From the larger standpoint of social and political organisation the freeholders constituted an element in society the very nature of which we can hardly understand, because our modern life offers no analogy to it. We tend to draw our social lines not between small properties and great, but between those who have property and those who have not, and to think of the men who stand between the very rich and the very poor, the men of whom our ancestors boasted as the “Commons of England,” as men who do not own but are employed by owners. Independence and the virtues which go with independence, energy, a sober, self-respecting forethought, public spirit, are apt to become identified in our minds with the possession of wealth, because so few except the comparatively wealthy have the means of climbing beyond the reach of the stream of impersonal economic pressure which whirls the mass of mankind this way and that with the violence of an irresponsible Titan.

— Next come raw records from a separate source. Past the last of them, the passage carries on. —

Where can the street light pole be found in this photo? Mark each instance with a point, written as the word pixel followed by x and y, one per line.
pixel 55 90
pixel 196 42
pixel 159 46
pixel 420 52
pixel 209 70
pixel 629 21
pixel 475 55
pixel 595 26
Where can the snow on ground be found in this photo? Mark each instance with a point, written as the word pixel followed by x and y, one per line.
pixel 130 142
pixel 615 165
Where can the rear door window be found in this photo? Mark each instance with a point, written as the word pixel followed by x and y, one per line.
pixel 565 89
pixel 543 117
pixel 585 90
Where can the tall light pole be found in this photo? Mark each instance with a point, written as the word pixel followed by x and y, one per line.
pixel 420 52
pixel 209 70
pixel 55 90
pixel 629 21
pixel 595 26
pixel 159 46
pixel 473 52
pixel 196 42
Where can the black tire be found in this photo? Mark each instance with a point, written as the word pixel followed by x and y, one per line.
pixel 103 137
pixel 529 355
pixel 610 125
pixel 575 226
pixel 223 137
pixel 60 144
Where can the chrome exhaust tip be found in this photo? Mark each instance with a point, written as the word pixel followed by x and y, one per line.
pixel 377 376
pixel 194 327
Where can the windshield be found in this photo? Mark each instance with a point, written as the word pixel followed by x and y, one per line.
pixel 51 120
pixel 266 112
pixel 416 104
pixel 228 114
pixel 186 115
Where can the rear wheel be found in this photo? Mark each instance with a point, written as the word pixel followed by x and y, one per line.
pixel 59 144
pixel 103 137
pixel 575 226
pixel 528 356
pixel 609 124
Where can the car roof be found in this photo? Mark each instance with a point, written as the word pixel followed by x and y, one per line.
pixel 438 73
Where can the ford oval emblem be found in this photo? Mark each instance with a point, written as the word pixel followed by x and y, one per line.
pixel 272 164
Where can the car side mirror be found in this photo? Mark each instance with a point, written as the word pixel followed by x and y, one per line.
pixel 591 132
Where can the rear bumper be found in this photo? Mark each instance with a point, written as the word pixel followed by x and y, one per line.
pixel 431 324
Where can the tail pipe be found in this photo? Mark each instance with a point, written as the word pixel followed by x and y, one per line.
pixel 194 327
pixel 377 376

The sixteenth century was poor with a poverty which no industrial community can understand, the poverty of the colonist and the peasant. It lived in terror of floods and bad harvests and disease, of plague, pestilence, and famine. If one may judge by its churchyards, it had an infantile mortality which might make even Lancashire blush under its soot. Yet (and we do not forget the black page of the early Poor Law) it was possible for men who by our standards would be called poor to exercise that control over the conditions of their lives which is of the essence of freedom, and which in most modern communities is too expensive a privilege to be enjoyed by more than comparatively few. Such men were the freeholders. They formed a class which had security and independence without having affluence, which spanned the gulf between the wealthy and the humble with a chain of estates ranging from the few acres of the peasant proprietor to the many manors of the noble, which was not too poor to be below public duties nor too rich to be above them, which could feel that “it is a quietness to a man’s mind to dwell upon his owne and to know his heire certaine.”[79] Look for a moment at the jolly picture drawn by Fuller,[80] who wrote at the very end of the period with which we are dealing:—
“The good yeoman is a gentleman in ore whom the next age may see refined, and is the most capable of genteel impressions when the Prince shall stamp.... France and Italy are like a die which has no points between cinque and ace, nobility and peasantry.... Indeed, Germany hath her boors like our yeomen; but by a tyrannical appropriation of nobility to some few ancient families their yeomen are excluded from ever rising higher to clarify their blood. In England the temple of honour is closed to none who have passed through the temple of virtue.
“He wears russet clothes, but makes golden payment, having tin in his buttons and silver in his pocket. He is the surest landmark whence foreigners may take aim of the ancient English customs, the gentry more floating after foreign fashions.